Les données véhicule comprennent systématiquement le numéro d’immatriculation, le numéro de série (VIN), la marque, le modèle, la date de première mise en circulation et le kilométrage relevé lors du contrôle. Ces éléments permettent une traçabilité complète de l’historique technique du véhicule. La partie centrale du document détaille les 124 points de contrôle répartis en neuf catégories fonctionnelles : identification, freinage, direction, visibilité, éclairage, pneumatiques et suspension, châssis, nuisances et autres équipements.

La section droite du procès-verbal présente les résultats de l’inspection sous forme de codes alphanumériques. Chaque défaillance identifiée est associée à un code spécifique permettant une identification précise du défaut constaté. Le système de codification UTAC (Union Technique de l’Automobile, du motocycle et du Cycle) garantit une harmonisation des diagnostics entre tous les centres de contrôle agréés sur le territoire français.

Le procès-verbal constitue la preuve légale de la réalisation du contrôle technique et détermine l’autorisation de circuler du véhicule pendant les deux années suivantes.

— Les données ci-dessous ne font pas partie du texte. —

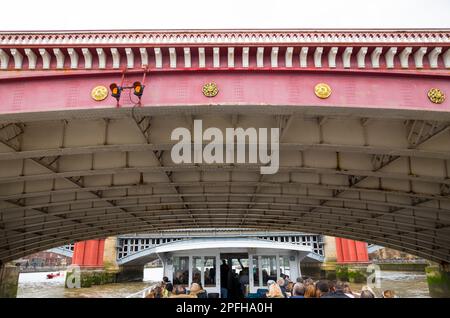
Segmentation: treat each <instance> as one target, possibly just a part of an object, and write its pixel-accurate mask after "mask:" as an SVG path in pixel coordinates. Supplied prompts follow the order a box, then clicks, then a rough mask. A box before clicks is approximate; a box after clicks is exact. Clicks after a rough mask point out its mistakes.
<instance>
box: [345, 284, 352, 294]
mask: <svg viewBox="0 0 450 318" xmlns="http://www.w3.org/2000/svg"><path fill="white" fill-rule="evenodd" d="M344 293H346V294H353V292H352V289H351V288H350V284H349V283H344Z"/></svg>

Analyse détaillée des défaillances mineures et de leur codification UTAC

Les défaillances mineures représentent des anomalies sans impact immédiat sur la sécurité routière ou l’environnement. Ces défauts, identifiés par des codes spécifiques, n’entraînent pas l’obligation d’une contre-visite mais nécessitent une surveillance accrue lors de l’entretien régulier du véhicule. La codification UTAC attribue à chaque défaillance mineure un identifiant composé de lettres et de chiffres permettant une identification précise du problème constaté.

Classification des défauts visuels et leur impact sur la sécurité routière

Les défauts visuels constituent une catégorie importante des défaillances mineures, particulièrement concernant l’état de la carrosserie et des éléments de protection. Une rayure superficielle sur un pare-chocs, une légère décoloration des optiques ou un petit impact sur la carrosserie sans risque

de coupure ne compromet pas directement la sécurité des usagers. À l’inverse, une corrosion perforante sur un élément de structure ou un pare-chocs mal fixé pourra, selon sa gravité, être requalifié en défaillance majeure. Le rapport de contrôle technique distingue donc clairement l’aspect purement esthétique, qui n’est pas sanctionné, des défauts visuels susceptibles de blesser un piéton ou de se décrocher en circulation. Lorsque la mention « MI » apparaît en face d’un code UTAC, vous savez qu’il s’agit d’une défaillance mineure à traiter lors d’une prochaine intervention d’entretien sans urgence particulière.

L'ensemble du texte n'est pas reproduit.